Mudali was convicted on a charge of assault with intent to commit grievous bodily harm (GBH) and received a five-year jail sentence, which was wholly suspended for five years, provided he did not repeat the offence.

He was also instructed to pay R50 000 to Puckree. Brijlal was found not guilty.

Preston Naidoo, who by some accounts in court, played a prominent role in the assault on Dillin, entered into a plea agreement with State in January 2020.

The assault occurred at a popular KwaDukuza hangout, during the early hours of September 9, near a pub and service station.

Some of the action was captured on CCTV.

The assault on Dillin occurred when he was felled by a punch from Naidoo, and others joined in.

After being on the receiving end of a series of punches and kicks, at some point, Dillin attempted to sit up, but he was kicked in the head by Mudali, and that caused his head to hit the tarmac.

He bled from his head and mouth and never regained consciousness.

Naidoo pleaded guilty to a charge of assault-GBH and was handed a five-year suspended sentence with conditions by another magistrate.

As part of his agreement with the State, he also testified as an accomplice witness in the separate trial of Mudali and Brijlal.

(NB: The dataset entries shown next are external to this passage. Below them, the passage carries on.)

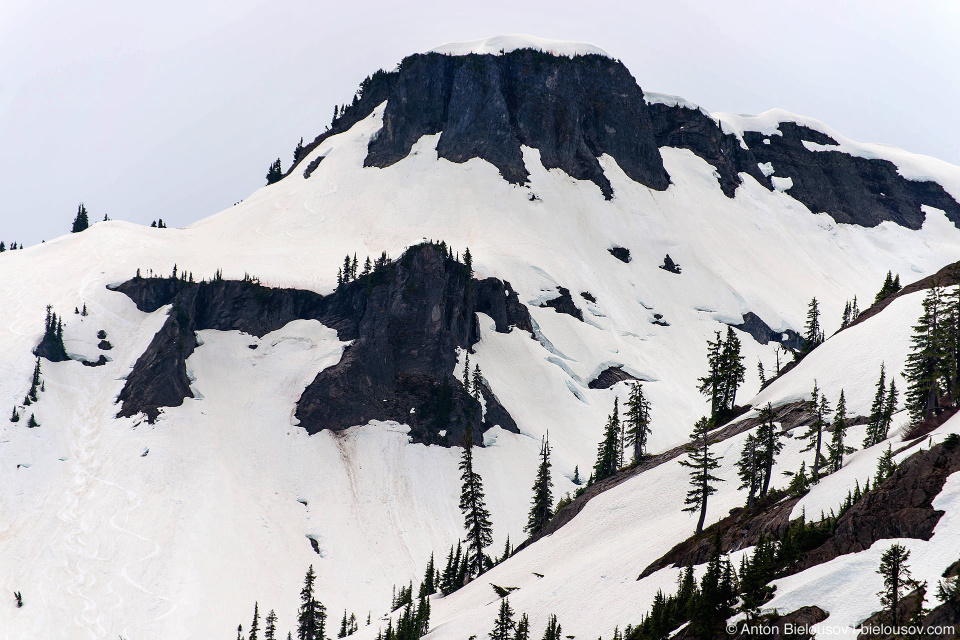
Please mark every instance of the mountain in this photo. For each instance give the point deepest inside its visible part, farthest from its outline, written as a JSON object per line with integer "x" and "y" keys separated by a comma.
{"x": 251, "y": 416}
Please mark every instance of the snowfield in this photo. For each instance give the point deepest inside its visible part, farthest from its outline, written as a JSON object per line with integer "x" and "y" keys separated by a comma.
{"x": 114, "y": 527}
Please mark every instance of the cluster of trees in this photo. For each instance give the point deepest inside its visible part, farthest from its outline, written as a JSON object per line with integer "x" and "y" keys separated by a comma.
{"x": 725, "y": 374}
{"x": 630, "y": 433}
{"x": 311, "y": 617}
{"x": 933, "y": 366}
{"x": 506, "y": 628}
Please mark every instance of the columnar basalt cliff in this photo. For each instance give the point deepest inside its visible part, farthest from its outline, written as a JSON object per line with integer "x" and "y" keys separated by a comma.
{"x": 406, "y": 321}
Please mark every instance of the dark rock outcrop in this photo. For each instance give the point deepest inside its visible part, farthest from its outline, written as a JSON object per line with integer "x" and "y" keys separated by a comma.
{"x": 609, "y": 377}
{"x": 762, "y": 333}
{"x": 851, "y": 190}
{"x": 901, "y": 507}
{"x": 572, "y": 110}
{"x": 564, "y": 303}
{"x": 405, "y": 322}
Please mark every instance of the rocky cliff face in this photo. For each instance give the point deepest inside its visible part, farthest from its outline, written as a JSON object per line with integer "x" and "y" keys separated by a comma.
{"x": 405, "y": 320}
{"x": 573, "y": 110}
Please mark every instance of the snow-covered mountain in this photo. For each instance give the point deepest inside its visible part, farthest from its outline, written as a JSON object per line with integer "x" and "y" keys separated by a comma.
{"x": 238, "y": 433}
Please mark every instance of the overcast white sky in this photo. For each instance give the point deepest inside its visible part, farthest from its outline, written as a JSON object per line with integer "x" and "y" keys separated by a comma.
{"x": 176, "y": 109}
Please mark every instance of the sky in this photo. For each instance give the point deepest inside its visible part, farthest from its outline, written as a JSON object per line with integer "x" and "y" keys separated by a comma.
{"x": 176, "y": 110}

Before the agreement, Naidoo, Mudali and Brijlal were charged with murder.

When handing his judgment, Maharaj said through the testimony of two medical practitioners he was able to deduce that the assault caused Dillin’s death.

However, he rated the submissions of the other witnesses to generally be contradictory, incongruent, embellished and of poor quality.

He singled out Naidoo’s evidence to be unreliable, contradictory and questioned whether it was completely objective because he read the statements of witnesses in the matter.

Maharaj said it was “folly on the part of the State” to have entered into an agreement with Naidoo as evidence showed he was the “main actor”.

Once the State entered into the agreement, it took away the possibilities of securing murder or culpable convictions in this matter.

He said it would have been more “prudent and strategic” to have all the alleged perpetrators charged together and “let the dice roll”.

The agreement was “intrinsically unfair” and caused the State to “score an own goal in the matter”.

He noted that the State had not proven their case beyond a reasonable doubt to secure murder or culpable homicide charges against the two accused.

Maharaj doubted whether Brijlal was an active participant in the assault because CCTV footage showed he had gone to the shop and walked back casually while the attack on Dillin carried on.

But stated Mudali was actively involved in punching and kicking Dillin in his face.

He asked that his judgment be handed to Durban's chief prosecutor, KZN’s director of public prosecutions and KZN’s MEc for health to take cognisance of his findings.

Maharaj said video evidence showed a police van was parked near the crime scene, but no policemen intervened or rendered any assistance, which should have already been the subject of an investigation.

Puckree said she felt let down by the court outcomes.

“It is unfair and I am disappointed. The perpetrators are back with the families and I’m left without a son,” she said.